# Similarity Functions in Item-Item CF

The core of an item-item collaborative filter is the *item similarity function*: a function of two items \(s(i,j): \mathcal{i}\times\mathcal{i} \to [-1,1]\) that measures how similar those items are. Common choices are vector similarity functions over the vectors of users’ ratings of each item, such as the cosine similarity or Pearson correlation.
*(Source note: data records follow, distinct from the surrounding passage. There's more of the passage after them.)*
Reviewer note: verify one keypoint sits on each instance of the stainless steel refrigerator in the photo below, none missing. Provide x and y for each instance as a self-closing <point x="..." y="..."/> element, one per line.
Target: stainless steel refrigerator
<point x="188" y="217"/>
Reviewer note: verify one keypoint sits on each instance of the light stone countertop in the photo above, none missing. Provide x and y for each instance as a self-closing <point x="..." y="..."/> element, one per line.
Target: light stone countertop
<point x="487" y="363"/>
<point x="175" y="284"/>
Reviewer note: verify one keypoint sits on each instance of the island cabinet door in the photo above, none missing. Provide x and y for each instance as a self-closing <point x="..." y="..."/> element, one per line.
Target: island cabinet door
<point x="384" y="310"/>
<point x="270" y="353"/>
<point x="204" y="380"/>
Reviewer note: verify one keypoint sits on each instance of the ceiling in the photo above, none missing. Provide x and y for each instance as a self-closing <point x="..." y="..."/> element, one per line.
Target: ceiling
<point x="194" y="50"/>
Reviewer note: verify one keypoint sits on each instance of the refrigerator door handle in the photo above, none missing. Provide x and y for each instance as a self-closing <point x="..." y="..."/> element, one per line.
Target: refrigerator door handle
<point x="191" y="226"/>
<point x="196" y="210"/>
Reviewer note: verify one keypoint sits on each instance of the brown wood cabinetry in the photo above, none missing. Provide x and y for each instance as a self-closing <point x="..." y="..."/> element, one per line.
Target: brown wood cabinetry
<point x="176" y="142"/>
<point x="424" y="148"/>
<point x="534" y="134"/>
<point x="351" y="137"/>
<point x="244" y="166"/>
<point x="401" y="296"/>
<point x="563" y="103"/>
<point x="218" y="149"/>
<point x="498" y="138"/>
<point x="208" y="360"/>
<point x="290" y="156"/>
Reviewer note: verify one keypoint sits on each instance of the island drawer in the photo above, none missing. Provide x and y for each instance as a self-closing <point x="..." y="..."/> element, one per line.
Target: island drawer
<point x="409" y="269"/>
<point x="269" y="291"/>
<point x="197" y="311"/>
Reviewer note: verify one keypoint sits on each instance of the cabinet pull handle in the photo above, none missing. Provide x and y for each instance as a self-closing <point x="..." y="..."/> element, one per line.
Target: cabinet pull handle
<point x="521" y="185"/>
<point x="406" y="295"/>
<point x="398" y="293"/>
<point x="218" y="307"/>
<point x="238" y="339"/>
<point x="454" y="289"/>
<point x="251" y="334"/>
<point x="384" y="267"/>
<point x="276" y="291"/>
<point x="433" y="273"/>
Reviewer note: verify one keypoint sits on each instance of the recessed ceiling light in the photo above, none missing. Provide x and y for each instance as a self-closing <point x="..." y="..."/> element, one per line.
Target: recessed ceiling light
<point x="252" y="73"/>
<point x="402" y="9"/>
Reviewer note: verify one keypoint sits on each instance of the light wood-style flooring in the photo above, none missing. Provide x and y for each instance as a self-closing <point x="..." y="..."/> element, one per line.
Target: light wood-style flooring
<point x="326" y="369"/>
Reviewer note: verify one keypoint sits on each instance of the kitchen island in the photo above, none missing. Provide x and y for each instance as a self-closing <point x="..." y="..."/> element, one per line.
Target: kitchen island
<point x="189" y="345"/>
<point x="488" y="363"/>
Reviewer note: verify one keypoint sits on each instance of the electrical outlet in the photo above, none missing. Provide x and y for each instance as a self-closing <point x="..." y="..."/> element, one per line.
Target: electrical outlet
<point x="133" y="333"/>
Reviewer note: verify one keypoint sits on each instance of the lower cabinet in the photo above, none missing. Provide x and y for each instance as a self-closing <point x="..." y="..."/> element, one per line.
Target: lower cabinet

Early on, Sarwar et al. tested a few choices:

The

*Pearson correlation*from statistics:\[ \frac{\sum{(r_{ui} - \mu_i) (r_{uj} - \mu_j)}}{\sqrt{\sum{(r_{ui} - \mu_i)^2}} \sqrt{\sum{(r_{uj} - \mu_j)^2}}} \]

The

*cosine similarity*between raw vectors:\[ \frac{\vec{r_i}\cdot\vec{r_j}}{\|\vec{r_i}\|_2\|\vec{r_j}\|_2} = \frac{\sum{r_{ui} r_{uj}}}{\sqrt{\sum{r_{ui}^2}} \sqrt{\sum{r_{uj}^2}}} \]

The

*adjusted cosine similarity*between vectors normalized by subtracting the user’s mean rating:\[ \frac{\vec{\hat{r}_i}\cdot\vec{\hat{r}_j}}{\|\vec{\hat{r}_i}\|_2\|\vec{\hat{r}_j}\|_2} = \frac{\sum{(r_{ui} - \mu_u) (r_{uj} - \mu_u)}}{\sqrt{\sum{(r_{ui} - \mu_u)^2}} \sqrt{\sum{(r_{uj} - \mu_u)^2}}} \]

They found adjusted cosine to work better, and so far as I know, it has been the dominant similarity function for rating-based item-item CF systems.